Judge alleges Trump admin misled SCOTUS about injunction – Law & Crime
President Donald Trump listens during a swearing in ceremony for Dr. Mehmet Oz to be Administrator of the Centers for Medicare and Medicaid Services, in the Oval Office of the White House, Friday, April 18, 2025, in Washington (AP Photo / Alex Brandon).
The Trump administration provided incorrect information to the U.S. Supreme Court in a recent high-profile case about firing federal employees, according to a federal judge sitting in San Francisco.
On Monday, in a terse, two-page filing, U.S. District Judge Susan Illston, a Bill Clinton appointee, told the U.S. Court of Appeals for the 9th Circuit that the U.S. Department of Justice substantially mischaracterized the reach of a preliminary injunction the lower court issued in response to one of President Donald Trump’s executive orders.
That injunction, issued in late May, came on the heels of a temporary restraining order issued in early May. Later that same month, a three-judge panel on the 9th Circuit upheld the lower court order, rejecting the government’s request to stay the injunction.
Then, in early June, U.S. Solicitor General D. John Sauer filed a 147-page application for an emergency stay with the nation’s high court.

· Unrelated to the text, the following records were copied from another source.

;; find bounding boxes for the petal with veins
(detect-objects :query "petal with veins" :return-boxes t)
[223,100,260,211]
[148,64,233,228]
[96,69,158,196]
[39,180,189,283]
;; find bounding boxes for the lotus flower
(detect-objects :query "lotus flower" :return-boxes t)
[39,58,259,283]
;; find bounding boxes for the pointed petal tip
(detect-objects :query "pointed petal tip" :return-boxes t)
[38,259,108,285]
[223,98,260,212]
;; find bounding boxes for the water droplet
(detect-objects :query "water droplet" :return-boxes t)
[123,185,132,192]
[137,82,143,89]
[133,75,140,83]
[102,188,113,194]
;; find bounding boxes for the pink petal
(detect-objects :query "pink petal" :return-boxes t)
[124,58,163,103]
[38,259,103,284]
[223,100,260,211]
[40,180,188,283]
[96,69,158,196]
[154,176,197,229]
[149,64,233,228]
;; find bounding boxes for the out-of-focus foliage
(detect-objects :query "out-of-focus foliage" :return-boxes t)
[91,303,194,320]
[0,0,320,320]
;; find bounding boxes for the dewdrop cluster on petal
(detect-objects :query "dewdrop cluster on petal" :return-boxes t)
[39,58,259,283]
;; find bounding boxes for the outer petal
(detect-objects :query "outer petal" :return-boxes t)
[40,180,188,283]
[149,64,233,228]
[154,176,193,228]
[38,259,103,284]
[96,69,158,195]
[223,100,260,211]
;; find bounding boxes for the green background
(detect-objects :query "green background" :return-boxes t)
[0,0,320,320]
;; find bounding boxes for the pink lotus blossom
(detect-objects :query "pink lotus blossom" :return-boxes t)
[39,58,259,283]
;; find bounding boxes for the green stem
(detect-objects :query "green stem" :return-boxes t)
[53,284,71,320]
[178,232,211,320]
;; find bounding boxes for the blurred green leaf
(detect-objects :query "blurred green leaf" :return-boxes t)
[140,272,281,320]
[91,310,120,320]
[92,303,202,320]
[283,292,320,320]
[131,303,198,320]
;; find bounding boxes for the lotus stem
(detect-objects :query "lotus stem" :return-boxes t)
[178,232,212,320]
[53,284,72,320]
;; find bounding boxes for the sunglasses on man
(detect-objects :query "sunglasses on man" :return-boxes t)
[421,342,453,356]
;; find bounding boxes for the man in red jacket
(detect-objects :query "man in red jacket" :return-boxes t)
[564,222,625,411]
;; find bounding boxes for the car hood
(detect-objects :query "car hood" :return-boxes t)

In that application, Sauer described Illston’s injunction in the following terms: “In fact, this Office has been informed by OPM that about 40 [reductions in force] in 17 agencies were in progress and are currently enjoined.”
Now, Illston says Sauer protested a bit too much.
The district court judge, in her Monday statement, alleges the fourth-highest ranking DOJ official got both sets of numbers wrong.
“Petitioners provided this information to argue that the preliminary injunction was causing them irreparable harm,” Illston writes. “Now that petitioners have filed their RIF list, it is apparent that the figure presented to the Supreme Court included numerous agencies that are not defendants in this case and therefore were not enjoined by the District Court.”
The document goes on to list seven “non-defendant” agencies and nine RIFs which were incorrectly included in the government’s representations before the justices in its June stay application.
Illston then crunches the numbers – using bold to highlight the math.
Based on this list, petitioners’ application to the Supreme Court should have stated that the injunction paused 31 RIFs in 10 agencies, not 40 RIFs in 17 agencies. This discrepancy is not insignificant. In this Court’s view, this further underscores the Court’s previous finding that any deliberative process privilege, if it exists at all, is overridden by ‘the need for accurate fact-finding in this litigation[.]'”
While the Supreme Court stayed the injunction itself, other business in the litigation has been moving forward at the district court level.
The underlying lawsuit, filed by a coalition of labor unions, nonprofit groups, and municipalities, challenges the 45th and 47th president’s Feb. 11 executive order, “Implementing The President’s ‘Department Of Government Efficiency’ Workforce Optimization Initiative.” The order, on its own terms, purports to “commence” a “critical transformation of the Federal bureaucracy” by “eliminating waste, bloat, and insularity.” In real terms, Trump’s plans ask agency heads to quickly “initiate large-scale reductions in force,” or massive layoffs, in service of a goal to restructure the government.